The team also plans to expand agent capabilities, mentioning they're "working on 3 more agents" beyond the current four, though specific domains weren't detailed in this presentation.
## Lessons Learned and Recommendations
The team emphasized several key lessons. "Context engineering is the total key"—while LLMs have significant capabilities, providing proper context prevents hallucinations and ensures reliable outputs. They stressed the importance of capturing agent decisions, reasoning chains, and tool calls in an auditable workflow for debugging and continuous improvement.
They also highlighted the value of engaging cloud provider specialist teams (Pace, ProServe) at appropriate stages: prototyping to validate feasibility quickly, then productionization to ensure security and compliance for community release. This staged engagement model helped them avoid over-engineering early while ensuring production readiness later.
The evolution from initial ML concepts through agentic AI to agent-specific runtime infrastructure demonstrates the importance of architectural flexibility in the rapidly evolving LLMOps landscape.
## Critical Assessment
While this is clearly a well-executed LLMOps implementation, some areas warrant balanced consideration.
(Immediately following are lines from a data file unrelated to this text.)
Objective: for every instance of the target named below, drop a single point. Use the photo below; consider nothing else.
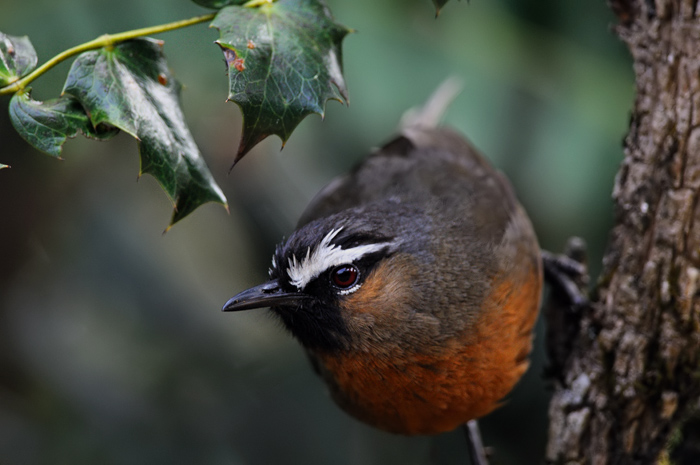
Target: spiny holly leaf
(130, 87)
(17, 58)
(217, 4)
(284, 62)
(438, 6)
(47, 125)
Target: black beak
(264, 295)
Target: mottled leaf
(284, 62)
(129, 86)
(217, 4)
(438, 5)
(17, 58)
(47, 125)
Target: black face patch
(318, 322)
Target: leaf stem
(257, 3)
(106, 40)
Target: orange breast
(412, 393)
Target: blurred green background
(112, 346)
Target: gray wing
(433, 167)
The presentation comes from an AWS re:Invent session with AWS partnership acknowledged throughout, so there's natural bias toward AWS services. Other cloud providers offer comparable capabilities, and the degree to which this architecture is AWS-specific versus portable isn't addressed.
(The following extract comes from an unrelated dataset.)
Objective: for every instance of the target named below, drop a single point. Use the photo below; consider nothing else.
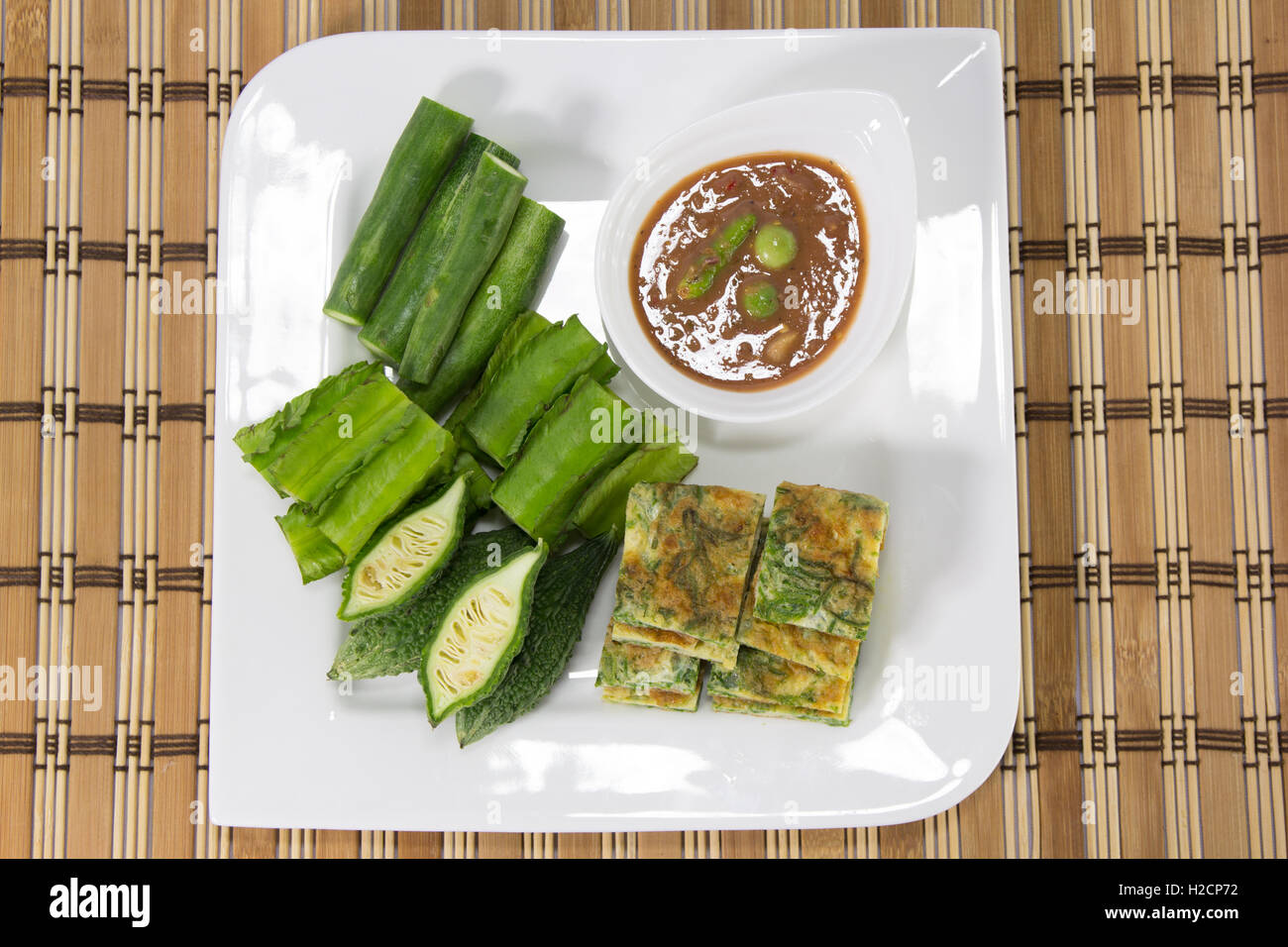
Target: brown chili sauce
(726, 295)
The operational impact claims (2-3 days to minutes) are dramatic but based on anecdotal evidence rather than rigorous benchmarking. We don't know accuracy rates, false positive/negative rates, or how often the system requires human intervention. The team's emphasis on C++ expert elimination is positive for operational efficiency but raises questions about edge cases or complex scenarios where expert judgment remains essential.
The graph RAG implementation is sophisticated, but the cost implications aren't discussed. Neptune Analytics, Bedrock API calls, Cohere reranking, and continuous log processing at petabyte scale represent significant ongoing operational costs. The ROI calculation (saved engineering time vs. infrastructure costs) would be valuable context.
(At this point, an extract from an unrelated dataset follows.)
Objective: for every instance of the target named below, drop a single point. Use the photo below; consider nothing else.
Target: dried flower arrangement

Security and privacy considerations for blockchain operational data aren't deeply explored. While they mention working with ProServe on VPCs and guardrails, the specifics of how they protect sensitive node information or prevent potential prompt injection attacks aren't detailed.
Nevertheless, this represents a mature, production-grade LLMOps implementation that addresses a genuine operational pain point with measurable business impact. The multi-agent architecture, graph RAG approach, and integration patterns offer valuable lessons for organizations building similar AI-powered operational tooling.